Build unreliable workflows.
Going Senior Data Scientist Nick Lowery explained, “Inevitably, the team will get so bogged down fighting fires and struggling to maintain existing systems, the ability to produce new work will go to zero.”
Luckily, there are plenty of tools and practices teams can use to avoid these setbacks and succeed in workflow development. Senior Manager of Enterprise Data Nikki Marinsek and her peers at Evidation have developed a solid process, which includes defining inputs and desired outputs and using dbt and Github Actions workflows to build and validate data each day.
According to her, following these steps isn’t just helpful for her team; it’s essential for the success of the business.
“Data is critical both internally at Evidation and for our clients,” Marinsek said.
There are many reasons why teams need strong data workflows. For CompanyCam Data Scientist Wyatt McLeod, one of the biggest ones is knowing when something is wrong with data quality. He believes that, when data scientists know more about the data itself, they’ll have a better understanding of where to apply it.
“In data-oriented professions, more so than many others, knowledge is power,” McLeod said.
Below, Lowery, Marinsek and McLeod share more about how — and why — their teams build successful data workflows and the advice they’d give to others in the field who wish to improve their approach to workflow development.

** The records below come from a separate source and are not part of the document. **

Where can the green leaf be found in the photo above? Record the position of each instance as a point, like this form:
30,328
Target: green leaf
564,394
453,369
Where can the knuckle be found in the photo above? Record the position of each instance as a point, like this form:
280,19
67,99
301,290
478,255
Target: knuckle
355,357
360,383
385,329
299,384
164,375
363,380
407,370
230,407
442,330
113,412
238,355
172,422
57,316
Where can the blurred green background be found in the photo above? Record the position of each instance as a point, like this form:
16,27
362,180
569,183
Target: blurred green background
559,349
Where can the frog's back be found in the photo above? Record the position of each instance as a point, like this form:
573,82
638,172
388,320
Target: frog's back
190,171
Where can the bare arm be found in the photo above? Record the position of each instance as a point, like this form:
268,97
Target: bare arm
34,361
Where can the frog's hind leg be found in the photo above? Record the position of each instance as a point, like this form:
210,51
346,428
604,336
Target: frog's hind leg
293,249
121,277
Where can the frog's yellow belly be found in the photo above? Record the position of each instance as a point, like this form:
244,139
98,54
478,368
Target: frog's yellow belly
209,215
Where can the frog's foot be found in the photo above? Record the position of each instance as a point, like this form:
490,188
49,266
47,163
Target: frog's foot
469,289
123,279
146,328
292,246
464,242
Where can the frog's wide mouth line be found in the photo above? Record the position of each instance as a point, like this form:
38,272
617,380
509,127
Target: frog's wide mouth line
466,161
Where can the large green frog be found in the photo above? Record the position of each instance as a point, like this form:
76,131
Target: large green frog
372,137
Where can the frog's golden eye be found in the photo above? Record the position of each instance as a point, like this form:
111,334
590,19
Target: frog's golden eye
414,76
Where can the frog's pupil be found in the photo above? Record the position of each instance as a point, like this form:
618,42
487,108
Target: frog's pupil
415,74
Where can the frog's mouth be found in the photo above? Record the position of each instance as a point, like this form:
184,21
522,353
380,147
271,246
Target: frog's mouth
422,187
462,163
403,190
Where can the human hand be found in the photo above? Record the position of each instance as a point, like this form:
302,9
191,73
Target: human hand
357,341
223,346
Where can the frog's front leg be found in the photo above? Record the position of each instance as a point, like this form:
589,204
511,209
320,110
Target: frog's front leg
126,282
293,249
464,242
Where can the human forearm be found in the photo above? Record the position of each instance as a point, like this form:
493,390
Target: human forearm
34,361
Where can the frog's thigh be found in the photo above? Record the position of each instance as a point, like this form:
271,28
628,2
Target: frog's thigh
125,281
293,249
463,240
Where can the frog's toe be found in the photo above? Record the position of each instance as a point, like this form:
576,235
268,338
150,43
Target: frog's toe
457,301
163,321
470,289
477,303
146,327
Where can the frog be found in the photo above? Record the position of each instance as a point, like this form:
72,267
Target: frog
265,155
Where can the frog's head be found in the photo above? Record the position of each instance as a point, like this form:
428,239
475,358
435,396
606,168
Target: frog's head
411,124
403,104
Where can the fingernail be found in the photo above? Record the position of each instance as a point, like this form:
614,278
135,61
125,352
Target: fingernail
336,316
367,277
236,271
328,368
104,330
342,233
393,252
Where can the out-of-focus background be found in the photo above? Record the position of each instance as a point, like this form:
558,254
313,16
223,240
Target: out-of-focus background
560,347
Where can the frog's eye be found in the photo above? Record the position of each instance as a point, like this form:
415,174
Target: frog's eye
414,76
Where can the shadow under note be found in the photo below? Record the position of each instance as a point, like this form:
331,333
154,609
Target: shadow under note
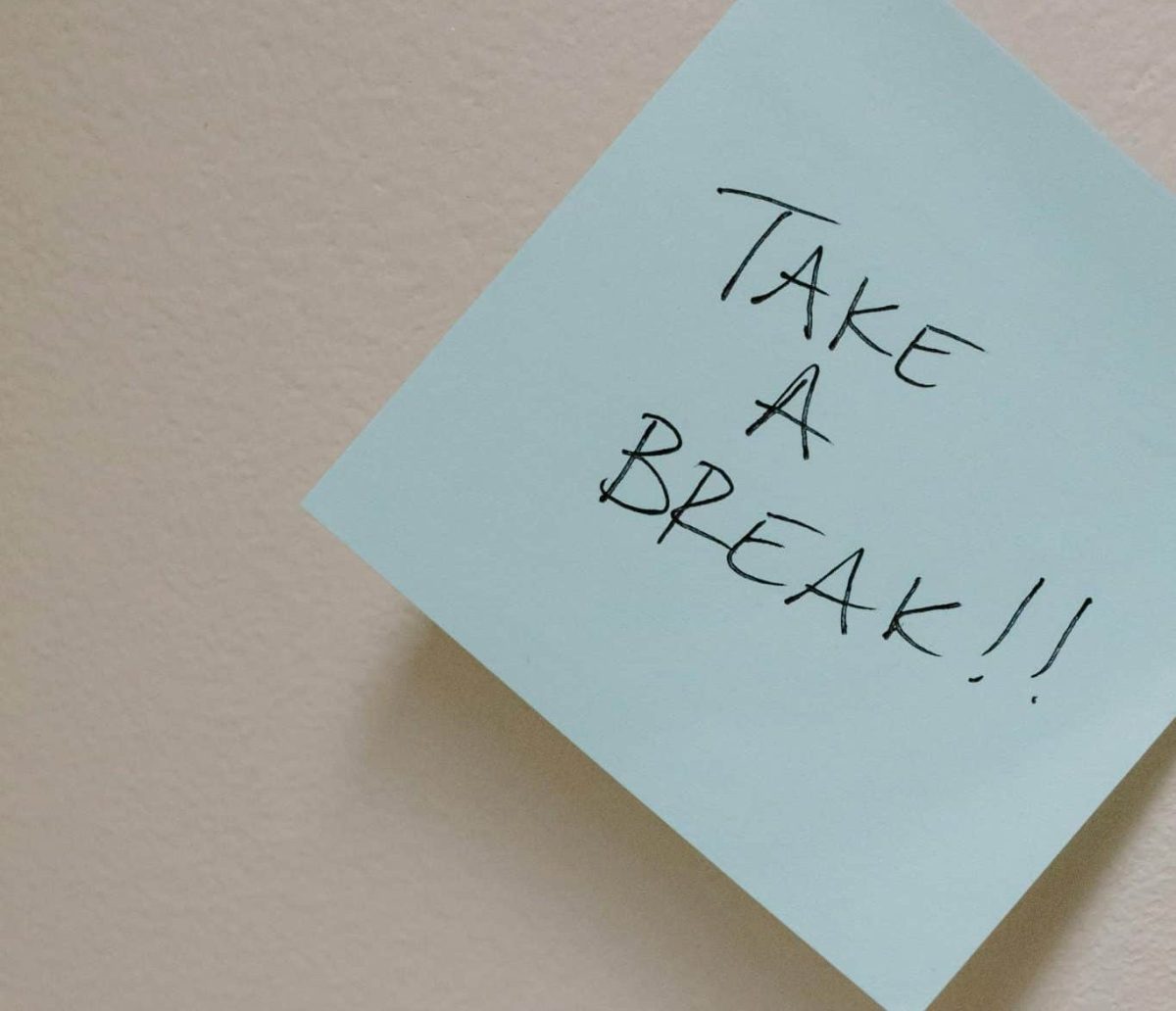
568,835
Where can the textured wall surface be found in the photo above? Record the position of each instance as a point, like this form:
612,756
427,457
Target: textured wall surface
239,771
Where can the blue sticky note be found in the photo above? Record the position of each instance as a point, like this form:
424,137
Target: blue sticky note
810,468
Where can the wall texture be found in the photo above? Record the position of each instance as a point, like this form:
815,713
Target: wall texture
238,770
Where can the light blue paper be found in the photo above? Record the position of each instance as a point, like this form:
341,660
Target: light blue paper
881,804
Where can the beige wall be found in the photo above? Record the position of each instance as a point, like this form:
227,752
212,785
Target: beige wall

CompanyCam’s platform enables commercial and home-services contractors to visually document progress in real time, organize project information, collaborate with crew members and manage marketing and sales efforts.
Describe your team’s process for building successful data workflows. What tools and best practices does your team rely on?
Building a successful data workflow starts with understanding who will need the data and how they will use it. There’s little use in data if practical application is difficult. Truly understanding the questions that stakeholders will want to answer is key to developing a good data workflow.
Beyond this, I truly believe that having a clear style guide with peer review for any changes to production data is necessary for a successful data workflow. In the same vein of having practical data, getting a second set of eyes on anything you create is a good way to answer the question, “Is this genuinely useful?”
Lastly, document everything and in multiple places. Use schema files, inline code comments and Notion documents; if they exist in your workflow, then people will need to understand how it works. No one wants to have to try and understand your 500-line SQL query or machine learning model by reading raw code or playing “guess-and-check.” We specifically use dbt schema files to document every model column with tests and comments.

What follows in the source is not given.